To keep the lights on and fund the clinical path-especially with the ASPIRE trial interim analysis being tracked for Q1 2025-Panbela Therapeutics, Inc. relies on proceeds from equity and debt financing. This is the most concrete financial data we have for the revenue stream block right now.

A significant recent infusion was the strategic financing from Nant Capital, LLC, which was a $12.0 million commitment announced in late 2024. This wasn't all at once, mind you; it was structured to provide staged support.

Here's a quick look at the components of that recent financing, which is critical for understanding the current cash runway:

Financing Event/Source	Date of Agreement/Funding	Principal Amount
Nant Capital Tranche A Note	October 22, 2024	$2,850,000
Nant Capital Tranche B Note (Expected)	On or before November 15, 2024	$9,150,000
Total Nant Capital Commitment	Late October 2024	$12,000,000
Subordinated Promissory Notes (Q3 2024)	During Q3 2024	$700,000
Registered Public Offering (Gross Proceeds)	January 31, 2024	Approximately $9.0 million

What this estimate hides is the burn rate; cash on hand as of September 30, 2024, was only about $142,000 before the Nant Capital funds hit, so these financing proceeds are the lifeblood.
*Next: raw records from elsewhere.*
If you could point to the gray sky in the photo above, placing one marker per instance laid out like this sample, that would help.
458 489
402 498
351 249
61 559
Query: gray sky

Also, remember that the $12.0 million from Nant Capital is structured as convertible promissory notes, meaning it's debt that converts to equity, not pure revenue.

You should also track other potential, non-product inflows, though they are less certain than the financing activities. For instance, in April 2024, Panbela Therapeutics, Inc.'s partner in Pediatric Neuroblastoma, US WorldMeds®, provided a non-dilutive payment of approximately $0.8 million in exchange for a reduction in potential future milestone payments. That's a small, one-time bump, not a sustainable stream.

Finance: draft 13-week cash view by Friday.